The New York Federal Reserve will engage in coupon swaps to help facilitate the delivery of approximately $9.2 billion in currently unsettled FNMA 5.5% pools, the regulator announced this morning.
Under the plan, it will swap unsettled FNCL 5.5s for other, more readily available coupons. It plans to begin operations on June 29, and does not expect to exceed the $9.2 billion target.
According to Barclays Capital analysts, the decision reflects the fact that FNMA 5.5s are in short supply and the Fed might be having difficulty taking physical delivery of these bonds.
The Fed’s data showed that there was $11.2 billion of FNMA 5.5s scheduled for April settlement, but it appears that counterparties have not delivered these securities and have forced the Fed to roll them. Selling these securities into the market and moving into other coupons may make it easier for the Fed to take delivery of all of their outstanding purchases, Barclays analysts said.
The firm said that 4.5s are the most logical choice for a Fed swap because float is greatest in this coupon and new origination is also predominantly concentrated in FNMA 4.5s. Since the central bank ultimately seeks to reduce its MBS holdings partly through paydowns, increasing exposure to longer coupons does not make much sense, so swapping for 5s appears unlikely to Barclays analysts.
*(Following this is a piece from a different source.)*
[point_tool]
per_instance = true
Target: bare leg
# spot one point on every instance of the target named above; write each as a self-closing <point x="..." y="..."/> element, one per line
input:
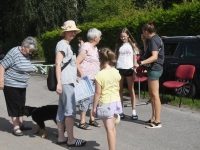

They estimated that as much as 24-32 ticks of the dollar price of FNMA 5.5s reflects a lack of available float.
“If [the Fed] wants to alleviate MBS liquidity issues (as it has committed to), the logical next step would be to offer up bonds for delivery in coupons that have no float, with 5.5s being the prime example,” Barclays analysts said. “As most investors start to worry about this possibility, 5.5s should underperform further.”